Anecdotal evidence suggests that the pilot was doing a victory dive and failed to pull out. Perhaps it illustrates that it wasn’t only aircrew who were under extreme pressure. Ground crew had the huge responsibility of making aircraft safe as well as operational – knowing that lives depended on their skill and dedication.
* * *
1945 brought a mixture of relief and sadness to the Peterson family. Relief that the children had survived the hostilities, sadness and grief at the death, in April, of their father John. The older boys returned to their routine jobs, but Jimmy soon left to return to Canada, and Johnny, after a further spell in the RAF, followed him across the Atlantic. Andy and Robbie became joiners in Lerwick. When they were called up for their National Service, they both went to the RAF, completing the circle.
* * *
Other random memories
• The boys heard the loud crash as a Mosquito landed on one engine, but overshot and collided with Aitchison’s dyke at the north end of the runway.

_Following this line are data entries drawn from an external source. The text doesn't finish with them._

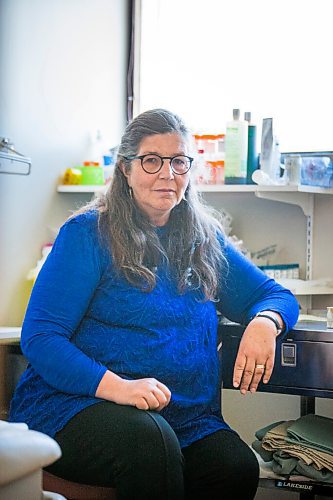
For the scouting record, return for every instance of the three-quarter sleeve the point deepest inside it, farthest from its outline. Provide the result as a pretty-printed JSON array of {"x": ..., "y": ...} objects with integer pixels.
[
  {"x": 246, "y": 290},
  {"x": 64, "y": 288}
]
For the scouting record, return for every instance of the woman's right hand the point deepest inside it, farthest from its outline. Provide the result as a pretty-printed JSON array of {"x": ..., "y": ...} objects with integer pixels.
[{"x": 144, "y": 393}]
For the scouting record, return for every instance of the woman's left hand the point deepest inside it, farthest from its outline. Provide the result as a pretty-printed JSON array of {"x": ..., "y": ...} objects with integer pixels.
[{"x": 256, "y": 353}]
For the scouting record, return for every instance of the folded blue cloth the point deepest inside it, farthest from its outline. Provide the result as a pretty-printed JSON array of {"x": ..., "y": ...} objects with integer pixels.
[{"x": 313, "y": 431}]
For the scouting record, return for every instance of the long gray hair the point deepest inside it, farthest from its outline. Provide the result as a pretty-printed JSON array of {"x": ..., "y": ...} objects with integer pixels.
[{"x": 190, "y": 247}]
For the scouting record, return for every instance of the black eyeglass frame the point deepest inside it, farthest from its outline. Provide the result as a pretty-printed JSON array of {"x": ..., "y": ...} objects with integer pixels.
[{"x": 162, "y": 158}]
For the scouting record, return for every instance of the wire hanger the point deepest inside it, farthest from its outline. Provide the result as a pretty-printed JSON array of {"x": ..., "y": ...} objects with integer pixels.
[{"x": 10, "y": 158}]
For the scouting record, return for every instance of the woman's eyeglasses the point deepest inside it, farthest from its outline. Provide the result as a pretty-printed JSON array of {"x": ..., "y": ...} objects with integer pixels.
[{"x": 152, "y": 163}]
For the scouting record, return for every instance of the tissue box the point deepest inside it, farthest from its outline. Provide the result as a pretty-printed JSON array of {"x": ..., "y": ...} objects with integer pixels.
[{"x": 317, "y": 171}]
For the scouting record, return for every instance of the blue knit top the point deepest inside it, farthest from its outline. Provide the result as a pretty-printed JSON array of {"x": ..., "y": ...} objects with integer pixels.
[{"x": 84, "y": 318}]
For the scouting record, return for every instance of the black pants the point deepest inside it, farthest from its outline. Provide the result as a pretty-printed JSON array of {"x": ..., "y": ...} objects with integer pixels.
[{"x": 138, "y": 453}]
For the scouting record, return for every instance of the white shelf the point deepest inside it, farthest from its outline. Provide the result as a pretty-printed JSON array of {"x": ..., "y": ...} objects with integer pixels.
[
  {"x": 213, "y": 188},
  {"x": 310, "y": 287},
  {"x": 80, "y": 188}
]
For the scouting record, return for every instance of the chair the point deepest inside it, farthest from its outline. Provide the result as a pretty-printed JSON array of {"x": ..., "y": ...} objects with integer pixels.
[
  {"x": 23, "y": 454},
  {"x": 76, "y": 491}
]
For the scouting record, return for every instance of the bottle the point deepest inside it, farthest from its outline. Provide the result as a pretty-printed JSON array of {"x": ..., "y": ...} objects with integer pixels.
[
  {"x": 236, "y": 145},
  {"x": 202, "y": 173},
  {"x": 252, "y": 155}
]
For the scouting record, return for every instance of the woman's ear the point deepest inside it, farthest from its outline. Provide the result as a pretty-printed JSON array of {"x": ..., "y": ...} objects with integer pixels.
[{"x": 126, "y": 173}]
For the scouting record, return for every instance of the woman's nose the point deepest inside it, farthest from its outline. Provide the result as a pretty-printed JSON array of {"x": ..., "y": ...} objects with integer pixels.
[{"x": 166, "y": 170}]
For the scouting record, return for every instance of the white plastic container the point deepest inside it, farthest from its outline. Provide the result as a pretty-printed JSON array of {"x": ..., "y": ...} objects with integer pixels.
[{"x": 236, "y": 144}]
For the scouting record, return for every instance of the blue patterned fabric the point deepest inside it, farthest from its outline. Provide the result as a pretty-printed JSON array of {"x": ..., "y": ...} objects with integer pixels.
[{"x": 83, "y": 318}]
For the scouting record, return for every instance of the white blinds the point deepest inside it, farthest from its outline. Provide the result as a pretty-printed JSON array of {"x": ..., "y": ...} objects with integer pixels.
[{"x": 201, "y": 58}]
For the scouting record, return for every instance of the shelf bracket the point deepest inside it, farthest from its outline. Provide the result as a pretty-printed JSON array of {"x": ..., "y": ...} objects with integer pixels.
[{"x": 303, "y": 200}]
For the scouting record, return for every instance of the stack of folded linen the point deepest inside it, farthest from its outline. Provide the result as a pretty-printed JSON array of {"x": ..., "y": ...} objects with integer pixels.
[{"x": 298, "y": 447}]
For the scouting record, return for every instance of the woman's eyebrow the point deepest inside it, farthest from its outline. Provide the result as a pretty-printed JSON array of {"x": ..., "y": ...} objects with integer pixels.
[{"x": 179, "y": 153}]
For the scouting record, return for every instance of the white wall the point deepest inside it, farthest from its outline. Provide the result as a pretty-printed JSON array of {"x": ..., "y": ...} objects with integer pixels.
[{"x": 63, "y": 74}]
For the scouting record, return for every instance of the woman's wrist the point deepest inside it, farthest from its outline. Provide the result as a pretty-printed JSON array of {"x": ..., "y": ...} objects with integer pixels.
[
  {"x": 109, "y": 385},
  {"x": 274, "y": 318}
]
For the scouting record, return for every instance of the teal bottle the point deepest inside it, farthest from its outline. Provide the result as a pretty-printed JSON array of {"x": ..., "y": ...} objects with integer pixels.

• Andy, helping Gavin Black to bring home the kye, watched from the corner at Nortis as a Warwick landed, collapsed its undercarriage to try to stop, but slid over the edge and into the east sea.
• Two Spitfires, unaccountably trying to take off from different points on the same runway, collided and caught fire, killing one of the pilots.
• A Beaufighter came down short of the runway, in an area called The Meadows. It narrowly missed a boy on his way from school to his home at the East Shore. It is suggested that this boy, who has tended to move through life at a leisurely pace, has never moved so fast – before or since.
• Warwicks carried rescue dinghies slung underneath their fuselages. When one of them crashed into the West Voe, near Jarlshof, another Warwick dropped its dinghy on a parachute. Unfortunately, the parachute acted as a sail, carrying the dinghy away from the crashed plane and onto the rocks.
• Men and boys standing outside the Toab shop watched in some apprehension as a Hudson made a low approach from the north. It passed so close over them that, to the delight of the boys, the slipstream lifted the caps from the heads of two of the men and sent them spinning up into the air.
• A strange blue-painted Spitfire appeared at Sumburgh, causing much interest among the young airport-watchers. Unarmed except for a camera, its purpose was to photograph enemy installations and ship movements along the coast of Norway.
• Four Mosquitos, leaving from a base in mainland Scotland, carried out a successful attack on Gestapo HQ in Oslo. One was shot down and the other three landed at Sumburgh.
• A crippled Liberator, out of fuel, its landing gear disabled and with holes in its fuselage which were clearly visible from the ground, made a belly-landing and ended up on the grass which later became the football pitch for Ness United and Southend teams.